How to plot text clusters?

There are several moving pieces to this question:

  1. How to vectorize text to data that kmeans clustering can understand
  2. How to plot clusters in two dimensional space
  3. How to label plots by source sentence

My solution follows a very common approach, which is to use the kmeans labels as colors for the scatter plot. (The kmeans values after fitting are just 0,1,2,3, and 4, indicating which arbitrary group each sentence was assigned to. The output is in the same order as the original samples.) Regarding how to get the points into two dimensional space, I use Principal Component Analysis (PCA). Note that I perform kmeans clustering on the full data, not the dimension-reduced output. I then use matplotlib's ax.annotate() to decorate my plot with the original sentences. (I also make the graph bigger so there's space between the points.) I can comment this further upon request.

import pandas as pd
import re
from sklearn.decomposition import PCA
from sklearn.feature_extraction.text import CountVectorizer
from sklearn.cluster import KMeans
import matplotlib.pyplot as plt

x = ['this is very good show' , 'i had a great time on my school trip', 'such a boring movie', 'Springbreak was amazing', 'You are wrong', 'This food is so tasty', 'I had so much fun last night', 'This is crap', 'I had a bad time last month',
    'i love this product' , 'this is an amazing item', 'this food is delicious', 'I had a great time last night', 'thats right',
     'this is my favourite restaurant' , 'i love this food, its so good', 'skiing is the best sport', 'what is this', 'this product has a lot of bugs',
     'I love basketball, its very dynamic' , 'its a shame that you missed the trip', 'game last night was amazing', 'Party last night was so boring',
     'such a nice song' , 'this is the best movie ever', 'hawaii is the best place for trip','how that happened','This is my favourite band',
     'I cant believe that you did that', 'Why are you doing that, I do not gete it', 'this is tasty', 'this song is amazing']

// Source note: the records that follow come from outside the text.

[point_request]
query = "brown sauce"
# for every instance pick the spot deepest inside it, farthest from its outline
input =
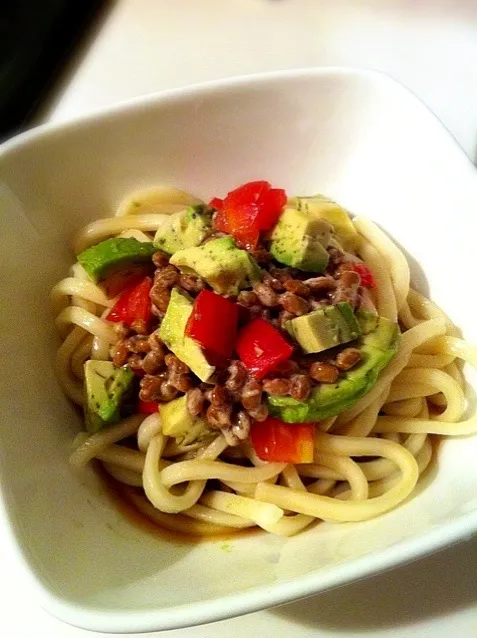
(123, 496)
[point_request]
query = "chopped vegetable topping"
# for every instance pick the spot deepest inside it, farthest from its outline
(249, 209)
(213, 323)
(147, 407)
(367, 279)
(133, 304)
(276, 441)
(261, 347)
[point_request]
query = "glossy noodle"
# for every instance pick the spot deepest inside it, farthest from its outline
(212, 489)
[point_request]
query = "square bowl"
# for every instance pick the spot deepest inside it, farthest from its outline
(360, 138)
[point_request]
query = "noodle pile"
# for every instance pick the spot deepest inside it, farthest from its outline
(418, 394)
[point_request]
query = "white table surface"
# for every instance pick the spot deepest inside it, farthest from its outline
(430, 46)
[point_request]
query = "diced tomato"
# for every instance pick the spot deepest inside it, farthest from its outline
(213, 323)
(367, 279)
(147, 407)
(134, 304)
(276, 441)
(261, 347)
(249, 209)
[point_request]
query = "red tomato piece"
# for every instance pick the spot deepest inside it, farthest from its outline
(133, 304)
(261, 347)
(366, 276)
(213, 323)
(249, 209)
(278, 442)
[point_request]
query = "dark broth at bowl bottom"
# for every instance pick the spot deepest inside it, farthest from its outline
(134, 506)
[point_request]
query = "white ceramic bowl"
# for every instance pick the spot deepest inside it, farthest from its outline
(356, 136)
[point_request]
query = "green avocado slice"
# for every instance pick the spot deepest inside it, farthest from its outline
(327, 400)
(300, 240)
(185, 229)
(172, 333)
(226, 268)
(115, 261)
(106, 389)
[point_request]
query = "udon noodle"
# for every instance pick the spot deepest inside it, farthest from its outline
(209, 490)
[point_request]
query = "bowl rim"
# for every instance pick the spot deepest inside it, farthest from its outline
(263, 596)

cv = CountVectorizer(analyzer = 'word', max_features = 5000, lowercase=True, preprocessor=None, tokenizer=None, stop_words = 'english')  
vectors = cv.fit_transform(x)
kmeans = KMeans(n_clusters = 5, init = 'k-means++', random_state = 0)
kmean_indices = kmeans.fit_predict(vectors)

pca = PCA(n_components=2)
scatter_plot_points = pca.fit_transform(vectors.toarray())

colors = ["r", "b", "c", "y", "m" ]

x_axis = [o[0] for o in scatter_plot_points]
y_axis = [o[1] for o in scatter_plot_points]
fig, ax = plt.subplots(figsize=(20,10))

ax.scatter(x_axis, y_axis, c=[colors[d] for d in kmean_indices])

for i, txt in enumerate(x):
    ax.annotate(txt, (x_axis[i], y_axis[i]))

enter image description here


As per the documentation of matplotlib.pyplot.scatter takes an array as in input but in your case x[y_kmeans == a,b] you are feeding in a sparse matrix, so you need to convert it into an numpy array using .toarray() method. I have modified your code below:

Modification

plt.scatter(x[y_kmeans == 0,0].toarray(), x[y_kmeans==0,1].toarray(), s = 15, c= 'red', label = 'Cluster_1')
plt.scatter(x[y_kmeans == 1,0].toarray(), x[y_kmeans==1,1].toarray(), s = 15, c= 'blue', label = 'Cluster_2')
plt.scatter(x[y_kmeans == 2,0].toarray(), x[y_kmeans==2,1].toarray(), s = 15, c= 'green', label = 'Cluster_3')
plt.scatter(x[y_kmeans == 3,0].toarray(), x[y_kmeans==3,1].toarray(), s = 15, c= 'cyan', label = 'Cluster_4')
plt.scatter(x[y_kmeans == 4,0].toarray(), x[y_kmeans==4,1].toarray(), s = 15, c= 'magenta', label = 'Cluster_5')

Output

enter image description here

Hope this helps!